What kind of world would this be if there were no regulation of the international trade in wildlife and wildlife parts? In a world in which commercial interests alone determined the fate of tigers, elephants and hundreds of other species threatened by trade, would these species really stand a chance? In a world where governments failed to consult and act in concert to ensure the survival of wild species against myriad threats, could those of us concerned about animals rest easy? And what of the well-being of people whose livelihoods are threatened by rapacious industries that destroy habitat and animal populations? What would such a world be like for them?

It’s distressing to imagine such a bleak and heartless world, and that’s part of the hope and promise of the Convention on International Trade in Endangered Species of Wild Fauna and Flora (CITES), whose delegates will gather in the coming days in Panama City, Panama, to deliberate on 52 global conservation proposals affecting some 600 species of wild animals and plants. As much as any entity, CITES, a multilateral treaty organization established in the 1970s to protect wild plants and animals from the dangers of unrestricted international trade, has helped to mitigate the harm that commercial trade in wildlife species can cause.

We have our own delegation of specialists at the meeting, and they’ll be supporting a number of proposals, including measures to meet the threat to hippos posed by current legal and illegal exploitation levels, especially the international trade in their ivory teeth, which are threatening the survival of this species in the wild; enact further protection for glass frogs being stolen from the wild for the exotic pet trade; and to address the harm caused by the fin trade to requiem sharks, hammerhead sharks and guitarfishes. Our delegation team will oppose dangerous proposals in Panama, too, including two of a particularly reckless character. One involves allowing the international trade in African elephant ivory from four countries. The other would reduce CITES protection for southern white rhinos in Namibia, where they live under serious threat of being killed for their horns.

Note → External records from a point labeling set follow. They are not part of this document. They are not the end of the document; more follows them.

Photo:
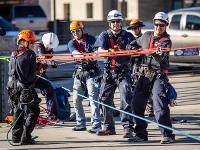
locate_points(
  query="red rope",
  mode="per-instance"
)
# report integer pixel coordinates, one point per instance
(100, 55)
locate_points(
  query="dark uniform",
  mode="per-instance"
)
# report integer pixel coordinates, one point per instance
(116, 74)
(153, 79)
(85, 79)
(22, 76)
(43, 83)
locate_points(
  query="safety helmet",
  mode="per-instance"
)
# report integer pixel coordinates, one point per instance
(114, 15)
(50, 40)
(26, 35)
(135, 23)
(76, 25)
(161, 16)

At present there are 184 parties to CITES—183 member nations and the European Union, a political and economic bloc comprised of 27 nations. The EU has just revised its own action plan to combat wildlife trafficking and address its status as a destination market and transit hub for unsustainable legal and illegal wildlife products. This is timely both for its potential benefits, but also as a reminder that the world cannot rely on CITES alone to implement necessary protections for threatened and endangered wild species. Concerned and interested nations must align their own laws with the priorities expressed at CITES and strengthen both the degree of legal protection and the enforcement commitments necessary under sovereign national law to make those protections real.

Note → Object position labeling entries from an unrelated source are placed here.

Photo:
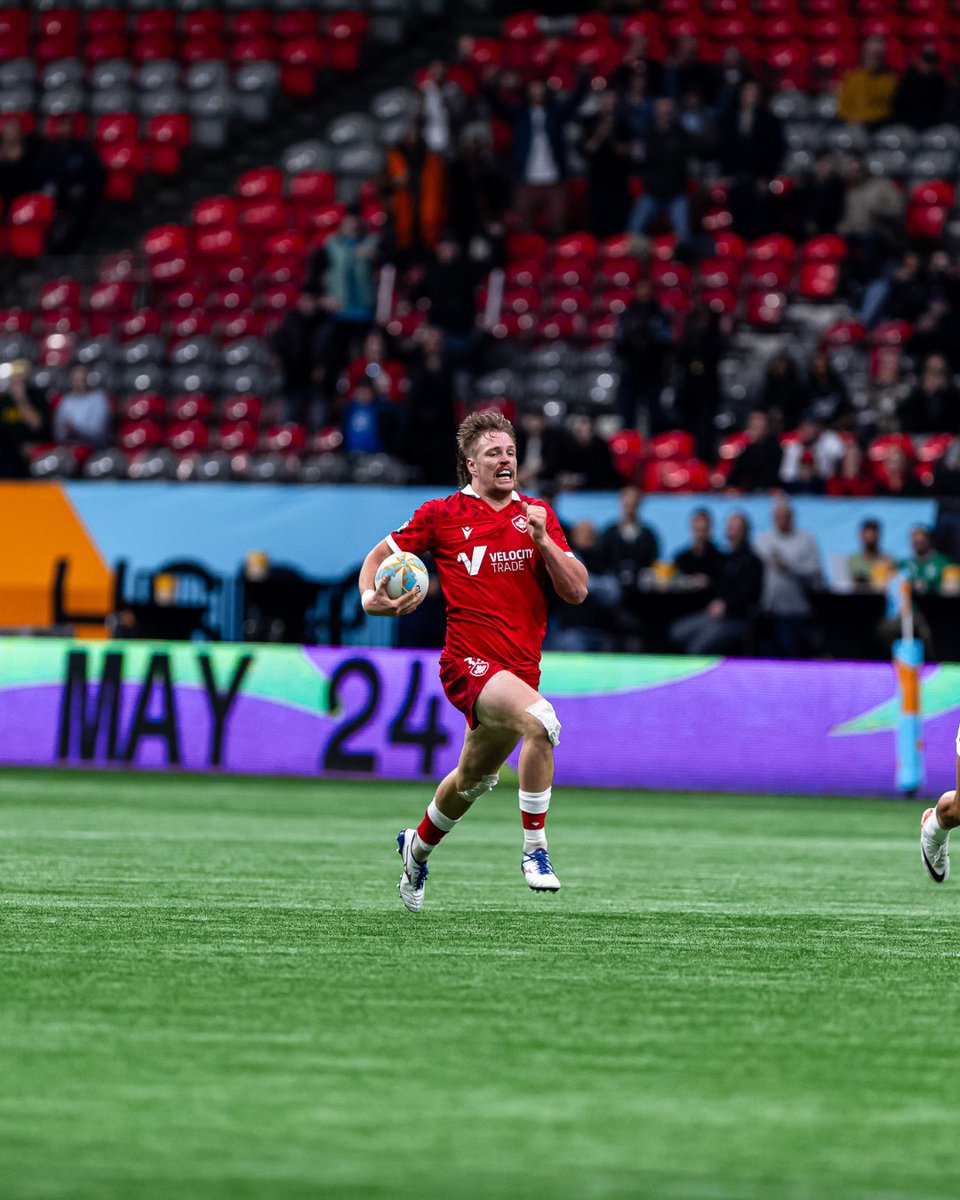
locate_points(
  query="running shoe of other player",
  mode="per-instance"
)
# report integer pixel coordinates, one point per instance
(414, 876)
(538, 871)
(935, 852)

CITES, of course, focuses mostly on the problems associated with international trade of wildlife, but the perilous status of wildlife around the world is also influenced by other factors, including habitat loss and development, climate change and pollution. The overall challenge to wildlife species worldwide has never been greater, and right now, in an era of tumultuous, continuous and rapid change, we think that more and not less protection is needed via CITES and aligned governments.

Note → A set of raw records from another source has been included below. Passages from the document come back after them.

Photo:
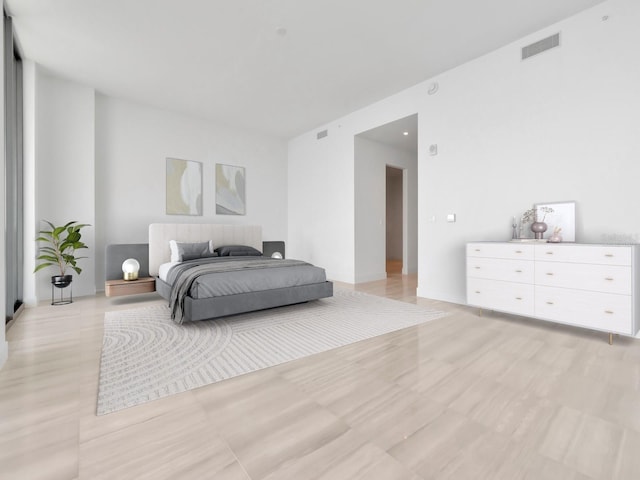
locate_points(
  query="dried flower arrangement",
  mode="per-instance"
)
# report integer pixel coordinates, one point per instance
(531, 215)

Our preparations for CITES begin long before the proceedings begin, and once a major meeting has concluded, we go right back to work on our wildlife protection agenda. We cannot do otherwise. It’s certainly true that—the existence of CITES notwithstanding—there is substantial and debilitating illegal wildlife trade in the world. But, if we had no international law to regulate or make trade illegal in the first place, there would be very little left in the world to save. That’s what we’re fighting for, and that’s why we fight so hard for it.